At approximately 8:00am on Monday morning server load returned to high levels due to increased customer activity. We spent most of the day identifying and blocking large IP ranges taking part in the attack and testing alternate web application firewall rules in an effort to more efficiently mitigate against the attack. While we were successful in keeping services online for most of the day, server load remained high causing performance degradation and slow connections. We disabled non-essential services like spam scanning, malware scanning, log processing and backups in an effort to further reduce server load to allow our web server and firewall the most resources in order to keep services online and to filter the attack. Server load returned to low levels in the evening and remained low throughout the night.
Server load spiked back up after the long weekend on Tuesday morning and we received many reports of slow websites, outages, and questions about disabled WordPress logins from our customers hosted on this server. In the past we have never experienced an attack lasting longer than a day, so as this attack entered its third day we began examining all aspects of our filtering solution to try to make it more efficient to handle the massive attack. We reconfigured nearly every aspect of our firewall to employ aggressive banning, tested public blocklists of identified attackers and even attempted to block all traffic to the server outside of North America. Unfortunately none of these actions were effective in reducing server load to acceptable ranges.

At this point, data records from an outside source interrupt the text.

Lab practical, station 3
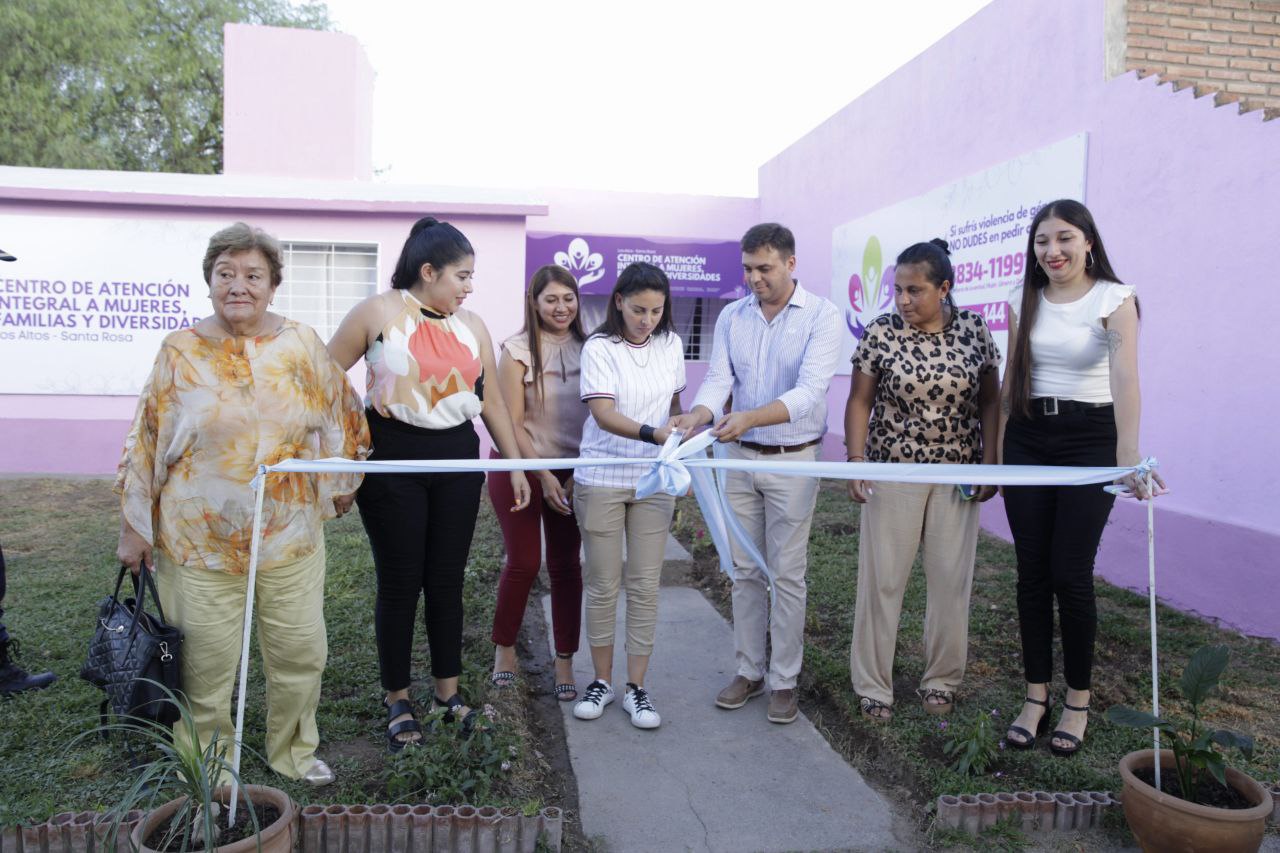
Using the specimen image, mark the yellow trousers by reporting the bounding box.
[155,540,329,779]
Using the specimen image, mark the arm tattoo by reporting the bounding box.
[1107,329,1124,359]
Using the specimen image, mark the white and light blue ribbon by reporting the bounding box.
[232,430,1158,808]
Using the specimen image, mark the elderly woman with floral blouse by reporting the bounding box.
[115,223,369,785]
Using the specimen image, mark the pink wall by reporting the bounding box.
[0,199,525,474]
[760,0,1280,637]
[223,23,374,181]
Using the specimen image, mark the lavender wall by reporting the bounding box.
[513,188,760,407]
[760,0,1280,637]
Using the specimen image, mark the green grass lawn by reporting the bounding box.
[676,480,1280,829]
[0,479,1280,840]
[0,479,552,826]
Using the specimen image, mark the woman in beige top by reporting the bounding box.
[489,264,586,702]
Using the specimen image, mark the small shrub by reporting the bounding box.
[1107,646,1253,803]
[385,706,518,806]
[943,711,998,776]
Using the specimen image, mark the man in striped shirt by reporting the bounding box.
[671,223,841,722]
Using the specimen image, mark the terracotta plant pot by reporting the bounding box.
[1120,749,1271,853]
[129,785,297,853]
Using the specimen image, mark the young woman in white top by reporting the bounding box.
[1002,200,1164,756]
[573,264,685,729]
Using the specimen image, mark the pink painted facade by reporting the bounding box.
[223,24,374,181]
[0,6,1280,637]
[760,0,1280,637]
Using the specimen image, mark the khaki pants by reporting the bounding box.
[849,483,978,704]
[573,483,676,654]
[156,540,328,779]
[724,442,818,690]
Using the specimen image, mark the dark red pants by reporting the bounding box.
[488,453,582,654]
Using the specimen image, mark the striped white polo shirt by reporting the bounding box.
[573,332,685,489]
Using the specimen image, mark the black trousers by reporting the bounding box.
[1004,406,1116,690]
[356,410,484,698]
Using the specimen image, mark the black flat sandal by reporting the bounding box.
[431,693,480,738]
[383,699,422,754]
[1005,695,1053,749]
[554,652,577,702]
[1044,702,1089,758]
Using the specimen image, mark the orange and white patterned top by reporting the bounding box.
[115,320,369,574]
[365,291,484,429]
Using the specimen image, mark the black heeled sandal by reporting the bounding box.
[383,699,422,754]
[1005,695,1053,749]
[1044,701,1089,758]
[554,652,577,702]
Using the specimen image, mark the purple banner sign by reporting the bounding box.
[525,233,746,300]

In the later afternoon we began examining cPanel's new implemenation of ModSecurity which was introduced in cPanel 11.48 which was deployed across all of our servers only weeks ago. It was here we identified changes that cPanel had introduced that decreased the efficiency of our web application firewall ruleset. Namely, cPanel had moved the location of ModSecurity's IP persistant storage resulting in that file no longer getting flushed, resulting in vastly decreased performance.
We wrote a custom script to optimize cPanel's new implementation of ModSecurity and to regularly clean up its persistant IP storage which was creating the biggest bottleneck in efficiently mitigating the attack. At approximately 6:00pm on Tuesday we implemented these changes and immediately noticed a substantial drop in server load. Our web application firewall was now able to successfully filter and keep up with the massively aggressive attack.

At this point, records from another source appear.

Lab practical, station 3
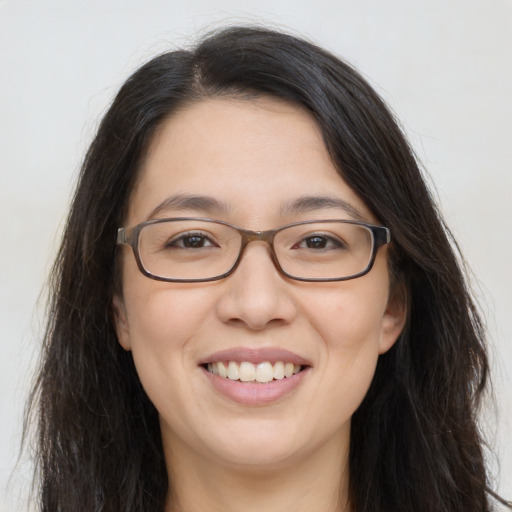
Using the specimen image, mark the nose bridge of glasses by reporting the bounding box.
[239,229,276,264]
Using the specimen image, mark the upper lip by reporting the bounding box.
[199,347,311,366]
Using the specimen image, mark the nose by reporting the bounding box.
[217,242,297,331]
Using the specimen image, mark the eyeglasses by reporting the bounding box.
[117,217,391,283]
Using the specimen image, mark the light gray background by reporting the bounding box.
[0,0,512,512]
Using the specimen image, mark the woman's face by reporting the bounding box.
[114,98,404,468]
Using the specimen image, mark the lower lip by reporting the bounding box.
[203,368,309,405]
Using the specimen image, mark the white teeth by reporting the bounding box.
[228,361,240,380]
[217,362,228,378]
[274,361,284,380]
[207,361,302,384]
[240,362,256,382]
[255,362,274,383]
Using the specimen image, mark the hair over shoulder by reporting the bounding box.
[26,27,510,512]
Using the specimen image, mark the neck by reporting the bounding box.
[165,432,351,512]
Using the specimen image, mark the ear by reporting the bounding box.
[112,294,132,350]
[379,283,408,354]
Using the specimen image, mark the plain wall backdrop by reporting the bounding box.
[0,0,512,512]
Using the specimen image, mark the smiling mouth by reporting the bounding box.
[203,361,305,384]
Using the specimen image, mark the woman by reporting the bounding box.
[32,28,512,512]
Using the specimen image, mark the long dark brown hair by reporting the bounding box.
[27,27,510,512]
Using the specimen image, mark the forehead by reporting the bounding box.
[128,98,373,229]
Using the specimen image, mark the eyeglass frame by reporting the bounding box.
[116,217,391,283]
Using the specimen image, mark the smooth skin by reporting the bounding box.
[114,97,406,512]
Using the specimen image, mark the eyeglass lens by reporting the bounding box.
[138,220,373,279]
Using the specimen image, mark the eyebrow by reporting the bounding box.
[148,194,229,219]
[148,194,364,220]
[281,196,364,220]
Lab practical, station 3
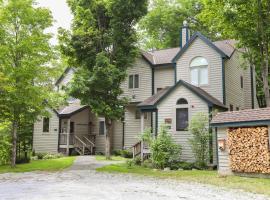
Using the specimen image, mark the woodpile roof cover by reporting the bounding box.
[211,108,270,126]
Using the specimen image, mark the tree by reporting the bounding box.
[199,0,270,106]
[138,0,216,50]
[60,0,147,159]
[0,0,60,167]
[189,113,210,167]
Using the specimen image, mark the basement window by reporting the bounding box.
[43,117,50,133]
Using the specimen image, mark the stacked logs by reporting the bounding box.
[227,127,270,173]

When server load remained low for an hour we enabled WordPress logins and all non-essential services that we had disabled at roughly 7:00pm and noticed little to no change in server load. We've now implemeted these changes across all of our servers and have noticed they are all running with lower server load levels now due to the improved filtering systems.
We'd like to thank all those affected by this rare and unfortunate incident for their patience and understanding. We ventured into new territory both with the nature of the attack and its resolution. We highly recommend that all WordPress users read their official document on how to protect WordPress from brute force attacks as they offer many suggestions that website owners can implement to protect their websites and minimize the impact of these types of attacks.